LA TRIBUNE – En décembre, après votre élection à la tête de la région Île-de-France, vous appeliez à « abandonner » cette idée de métropole du Grand Paris. Maintenez-vous cette affirmation ?
VALÉRIE PECRESSE — J’ai dit que la métropole allait exclure, complexifier et taxer. Les faits me donnent raison ! En effet, entre la métropole et la région, rien n’est pertinent en matière de répartition des compétences. Prenons des exemples récents : la métropole du Grand Paris vient d’organiser une conférence sur l’air, alors même qu’à la région, nous avions annoncé notre plan sur l’air quelques jours auparavant ! En effet, c’est la région qui est chef de file, d’après la loi, sur la question de l’air, car les nuages de pollution ne s’arrêtent pas aux frontières de Paris ou de la Seine-Saint-Denis.Si l’on prend un autre exemple, celui des inondations, pour lesquelles j’ai décrété un plan d’urgence. Les crues sont venues de l’Essonne et de la Seine-et-Marne, beaucoup de bassins de rétention sont en grande couronne.
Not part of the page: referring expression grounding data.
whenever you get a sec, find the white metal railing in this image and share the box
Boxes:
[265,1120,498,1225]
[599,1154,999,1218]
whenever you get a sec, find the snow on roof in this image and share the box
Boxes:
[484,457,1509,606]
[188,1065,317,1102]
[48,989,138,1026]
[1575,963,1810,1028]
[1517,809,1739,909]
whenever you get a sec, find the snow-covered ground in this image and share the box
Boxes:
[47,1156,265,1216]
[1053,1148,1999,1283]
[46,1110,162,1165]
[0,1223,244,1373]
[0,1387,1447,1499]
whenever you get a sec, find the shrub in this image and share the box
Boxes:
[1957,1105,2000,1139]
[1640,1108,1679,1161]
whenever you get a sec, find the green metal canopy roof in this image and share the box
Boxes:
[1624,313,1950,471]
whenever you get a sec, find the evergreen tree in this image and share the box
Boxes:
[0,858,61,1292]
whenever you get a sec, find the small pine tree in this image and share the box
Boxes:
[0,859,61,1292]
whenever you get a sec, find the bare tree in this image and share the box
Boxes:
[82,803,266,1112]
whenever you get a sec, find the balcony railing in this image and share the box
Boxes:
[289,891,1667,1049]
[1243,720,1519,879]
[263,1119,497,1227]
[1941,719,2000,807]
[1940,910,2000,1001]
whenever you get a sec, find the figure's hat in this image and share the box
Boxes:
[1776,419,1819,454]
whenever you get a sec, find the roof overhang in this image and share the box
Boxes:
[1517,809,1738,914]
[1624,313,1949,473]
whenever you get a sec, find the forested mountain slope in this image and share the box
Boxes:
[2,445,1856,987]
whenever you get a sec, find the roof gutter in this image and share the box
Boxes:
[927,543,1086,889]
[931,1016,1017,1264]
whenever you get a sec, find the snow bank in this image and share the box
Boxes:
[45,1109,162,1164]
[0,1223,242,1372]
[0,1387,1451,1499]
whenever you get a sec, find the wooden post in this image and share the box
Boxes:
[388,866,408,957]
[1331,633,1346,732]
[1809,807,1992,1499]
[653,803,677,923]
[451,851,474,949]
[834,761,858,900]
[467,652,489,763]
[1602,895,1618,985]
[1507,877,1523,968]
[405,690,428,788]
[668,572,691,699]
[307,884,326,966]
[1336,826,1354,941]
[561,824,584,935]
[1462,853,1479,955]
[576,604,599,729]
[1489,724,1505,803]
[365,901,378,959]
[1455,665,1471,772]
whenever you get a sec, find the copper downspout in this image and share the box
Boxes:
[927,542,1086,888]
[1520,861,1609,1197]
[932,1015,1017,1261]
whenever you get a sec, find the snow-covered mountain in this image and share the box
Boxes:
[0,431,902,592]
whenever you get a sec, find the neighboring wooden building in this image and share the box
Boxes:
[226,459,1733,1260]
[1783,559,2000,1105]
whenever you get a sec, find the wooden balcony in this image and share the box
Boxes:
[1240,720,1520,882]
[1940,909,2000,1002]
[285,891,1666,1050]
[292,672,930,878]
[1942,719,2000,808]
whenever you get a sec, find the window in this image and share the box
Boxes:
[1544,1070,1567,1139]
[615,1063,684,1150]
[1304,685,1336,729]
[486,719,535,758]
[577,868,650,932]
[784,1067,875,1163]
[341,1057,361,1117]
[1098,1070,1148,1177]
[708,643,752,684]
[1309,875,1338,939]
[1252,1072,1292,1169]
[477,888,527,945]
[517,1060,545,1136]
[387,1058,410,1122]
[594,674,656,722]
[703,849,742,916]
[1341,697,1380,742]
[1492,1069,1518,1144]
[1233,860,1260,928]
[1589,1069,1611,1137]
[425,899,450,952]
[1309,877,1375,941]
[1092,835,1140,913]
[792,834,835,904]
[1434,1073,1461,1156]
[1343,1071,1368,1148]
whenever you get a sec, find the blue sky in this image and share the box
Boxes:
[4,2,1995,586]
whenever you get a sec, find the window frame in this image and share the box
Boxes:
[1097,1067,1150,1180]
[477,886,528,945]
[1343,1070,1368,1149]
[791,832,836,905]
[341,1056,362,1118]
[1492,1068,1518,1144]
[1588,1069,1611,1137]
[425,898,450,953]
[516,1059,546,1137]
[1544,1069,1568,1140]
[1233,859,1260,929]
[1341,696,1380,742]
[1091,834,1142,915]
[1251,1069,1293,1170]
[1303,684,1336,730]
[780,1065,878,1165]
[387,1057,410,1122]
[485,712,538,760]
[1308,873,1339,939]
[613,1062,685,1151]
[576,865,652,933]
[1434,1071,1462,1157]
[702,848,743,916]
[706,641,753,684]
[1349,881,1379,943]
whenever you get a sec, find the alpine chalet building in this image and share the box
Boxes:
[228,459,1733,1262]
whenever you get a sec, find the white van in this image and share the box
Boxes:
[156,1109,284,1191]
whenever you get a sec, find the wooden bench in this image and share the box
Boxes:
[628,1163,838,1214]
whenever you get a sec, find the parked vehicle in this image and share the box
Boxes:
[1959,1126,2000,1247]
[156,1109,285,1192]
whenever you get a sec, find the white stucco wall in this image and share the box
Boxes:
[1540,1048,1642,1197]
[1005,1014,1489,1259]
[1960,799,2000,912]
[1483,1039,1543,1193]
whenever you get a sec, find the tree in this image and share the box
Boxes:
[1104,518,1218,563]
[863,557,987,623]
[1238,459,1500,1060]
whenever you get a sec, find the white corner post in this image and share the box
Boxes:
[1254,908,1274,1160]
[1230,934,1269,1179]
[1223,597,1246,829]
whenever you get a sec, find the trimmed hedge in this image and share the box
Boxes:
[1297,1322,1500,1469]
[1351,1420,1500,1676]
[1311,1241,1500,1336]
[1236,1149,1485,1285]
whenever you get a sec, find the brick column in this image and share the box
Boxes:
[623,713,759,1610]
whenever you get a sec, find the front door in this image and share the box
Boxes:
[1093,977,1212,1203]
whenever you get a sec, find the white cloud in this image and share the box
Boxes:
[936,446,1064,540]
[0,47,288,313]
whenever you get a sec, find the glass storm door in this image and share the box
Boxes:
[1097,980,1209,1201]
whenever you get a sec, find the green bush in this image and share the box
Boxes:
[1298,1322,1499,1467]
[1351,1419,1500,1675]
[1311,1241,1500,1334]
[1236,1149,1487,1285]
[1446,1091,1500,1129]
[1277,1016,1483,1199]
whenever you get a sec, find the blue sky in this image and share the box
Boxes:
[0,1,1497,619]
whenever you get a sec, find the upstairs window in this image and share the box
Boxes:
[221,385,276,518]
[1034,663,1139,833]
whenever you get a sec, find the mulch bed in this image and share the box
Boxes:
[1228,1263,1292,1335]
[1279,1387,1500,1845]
Mais qui est compétent, d’après la loi, pour gérer les inondations ? La métropole. C’est un non-sens. De même, nous discutons avec la maire de Paris, Anne Hidalgo, pour rapprocher le comité régional du tourisme et l’office du tourisme de Paris, pour plus de cohérence et d’efficacité. Et voilà que le législateur attribue la compétence du tourisme… à la métropole, alors que les grands sites touristiques hors Paris, Disneyland et le château de Versailles, ne sont pas dans le périmètre de la métropole. Cela bloque la simplification que nous voulons mettre en place. Heureusement, nous nous entendons très bien avec le président de la métropole du Grand Paris, Patrick Ollier. Mais imaginons, à plus long terme, que les futurs présidents de la région et de la métropole ne s’entendent plus et envoient des messages contradictoires… Ce serait désastreux pour l’attractivité de l’Île-de-France.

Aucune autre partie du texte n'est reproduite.